L’homme était aux anges et en profita pour lui exposer un autre cas de figure : sa bonne couchante qui a abusé de la dette qu’il lui a concédée chez l’épicier du coin pour son propre ménage et poussé le crédit à plus de mille dinars en deux mois. Ajmi lui répond que là, ce n’était pas possible, parce que la loi ne protège pas les sots.
Le soliloque de Ajmi fut interrompu par l’appel à Farhat et à sa sœur à rejoindre le bureau du juge, lancé par un commis nonchalant qui en profita, dans l’espoir d’une petite récompense, pour pousser un soupir invocateur sensé marquer son indifférence aux hommes et sa proximité avec Dieu.

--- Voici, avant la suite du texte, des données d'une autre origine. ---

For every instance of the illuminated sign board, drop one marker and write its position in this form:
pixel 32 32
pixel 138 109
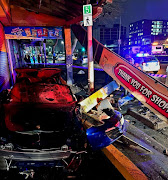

Farhat se retrouva devant une jeune juge qu’il ne connaissait pas. Mais l’absence du fonctionnaire qui aurait dû être là, à sa place ne l’a pas contrarié. Il avait de toute façon perdu tous ses moyens, il n’avait pas envie de parler, il se toucha le menton puis descendit jusqu’au col de la veste et versa une larme sur la viduité de sa chemise blanche. Il laissa sa sœur défendre sa cause sans aucune animosité et se contenta, lorsque la femme de loi lui demanda de défendre sa cause, de balbutier : ce n’est pas ce que j’ai voulu ! Ce n’est pas ce que j’ai voulu ! Donnant presque l’impression de soutenir le point de vue de sa petite sœur.
Rentré chez lui, Farhat trouva, en remettant son costume dans la garde-robe, trois cravates accrochées à un cintre qu’il n’avait pas repéré, le matin, au moment de s’habiller et que sa femme avait nouées avant son départ à Jendouba, sans doute pour lui éviter les déboires qu’il venait de subir.